Department of Computer Science, Harbin Institute of Technology Shenzhen Guraduate, Shenzhen, Guangdong, China ; School of Biomedical Informatics, The University of Texas Health Science Center at Houston, Houston, Texas, USA.

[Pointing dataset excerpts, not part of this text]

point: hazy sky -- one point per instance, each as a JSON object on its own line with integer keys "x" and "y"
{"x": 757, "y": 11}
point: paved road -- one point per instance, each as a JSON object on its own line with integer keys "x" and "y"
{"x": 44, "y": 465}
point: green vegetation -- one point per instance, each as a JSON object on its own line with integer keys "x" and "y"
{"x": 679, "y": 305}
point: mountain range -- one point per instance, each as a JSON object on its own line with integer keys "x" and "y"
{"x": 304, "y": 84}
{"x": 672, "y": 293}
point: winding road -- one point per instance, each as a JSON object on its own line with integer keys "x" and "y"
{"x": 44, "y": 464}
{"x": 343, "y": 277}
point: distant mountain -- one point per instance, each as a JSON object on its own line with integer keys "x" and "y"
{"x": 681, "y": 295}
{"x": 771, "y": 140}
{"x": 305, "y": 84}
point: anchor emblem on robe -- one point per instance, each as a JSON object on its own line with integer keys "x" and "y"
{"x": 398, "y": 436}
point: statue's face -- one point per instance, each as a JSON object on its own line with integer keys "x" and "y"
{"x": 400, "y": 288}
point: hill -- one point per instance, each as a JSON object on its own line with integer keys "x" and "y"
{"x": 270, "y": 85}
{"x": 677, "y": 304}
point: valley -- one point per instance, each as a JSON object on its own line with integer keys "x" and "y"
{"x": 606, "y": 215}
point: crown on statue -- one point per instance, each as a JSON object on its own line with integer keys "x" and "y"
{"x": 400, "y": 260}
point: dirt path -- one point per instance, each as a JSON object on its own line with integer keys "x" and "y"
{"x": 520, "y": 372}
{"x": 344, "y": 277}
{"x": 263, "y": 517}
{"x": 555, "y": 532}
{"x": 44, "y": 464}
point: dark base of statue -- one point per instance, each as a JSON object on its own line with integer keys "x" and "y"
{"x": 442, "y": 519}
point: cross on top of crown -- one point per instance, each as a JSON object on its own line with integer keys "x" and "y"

Department of Pharmacy, the First Affiliated Hospital, Harbin Medical University Harbin, Heilongjiang, China.
J Cheminform. 2015 Jan 19;7(Suppl 1 Text mining for chemistry and the CHEMDNER track):S8. doi: 10.1186/1758-2946-7-S1-S8. eCollection 2015.
Chemical compounds and drugs (together called chemical entities) embedded in scientific articles are crucial for many information extraction tasks in the biomedical domain. However, only a very limited number of chemical entity recognition systems are publically available, probably due to the lack of large manually annotated corpora. To accelerate the development of chemical entity recognition systems, the Spanish National Cancer Research Center (CNIO) and The University of Navarra organized a challenge on Chemical and Drug Named Entity Recognition (CHEMDNER). The CHEMDNER challenge contains two individual subtasks: 1) Chemical Entity Mention recognition (CEM); and 2) Chemical Document Indexing (CDI). Our study proposes machine learning-based systems for the CEM task.
The 2013 CHEMDNER challenge organizers provided a manually annotated 10,000 UTF8-encoded PubMed abstracts according to a predefined annotation guideline: a training set of 3,500 abstracts, a development set of 3,500 abstracts and a test set of 3,000 abstracts. We developed machine learning-based systems, based on conditional random fields (CRF) and structured support vector machines (SSVM) respectively, for the CEM task for this data set. The effects of three types of word representation (WR) features, generated by Brown clustering, random indexing and skip-gram, on both two machine learning-based systems were also investigated. The performance of our system was evaluated on the test set using scripts provided by the CHEMDNER challenge organizers. Primary evaluation measures were micro Precision, Recall, and F-measure.
Our best system was among the top ranked systems with an official micro F-measure of 85.05%. Fixing a bug caused by inconsistent features marginally improved the performance (micro F-measure of 85.20%) of the system.
The SSVM-based CEM systems outperformed the CRF-based CEM systems when using the same features. Each type of the WR feature was beneficial to the CEM task. Both the CRF-based and SSVM-based systems using the all three types of WR features showed better performance than the systems using only one type of the WR feature.
科学文献中嵌入的化学化合物和药物(统称为化学实体)对于生物医学领域的许多信息提取任务至关重要。然而,只有非常有限数量的化学实体识别系统是公开可用的,这可能是由于缺乏大型手动标注语料库。为了加速化学实体识别系统的发展,西班牙国家癌症研究中心(CNIO)和纳瓦拉大学组织了一次化学和药物命名实体识别(CHEMDNER)挑战赛。CHEMDNER 挑战赛包含两个独立的子任务:1)化学实体提及识别(CEM);2)化学文献索引(CDI)。我们的研究提出了基于机器学习的 CEM 任务系统。
2013 年 CHEMDNER 挑战赛组织者根据预定义的标注指南提供了 10000 个手动标注的 UTF8 编码 PubMed 摘要:一个 3500 个摘要的训练集、一个 3500 个摘要的开发集和一个 3000 个摘要的测试集。我们为这个数据集开发了基于条件随机场(CRF)和结构化支持向量机(SSVM)的基于机器学习的系统,用于 CEM 任务。还研究了三种词表示(WR)特征对这两个基于机器学习的系统的影响,这三种 WR 特征分别由 Brown 聚类、随机索引和 skip-gram 生成。使用 CHEMDNER 挑战赛组织者提供的脚本在测试集上评估了我们系统的性能。主要评估指标是微观精度、召回率和 F1 分数。
我们的最佳系统在排名靠前的系统中排名较高,官方的微观 F1 分数为 85.05%。修复一个由特征不一致引起的错误略微提高了系统的性能(微观 F1 分数为 85.20%)。
当使用相同的特征时,基于 SSVM 的 CEM 系统优于基于 CRF 的 CEM 系统。每种 WR 特征类型都对 CEM 任务有益。使用所有三种 WR 特征的 CRF 基于和 SSVM 基于系统的性能均优于仅使用一种 WR 特征的系统。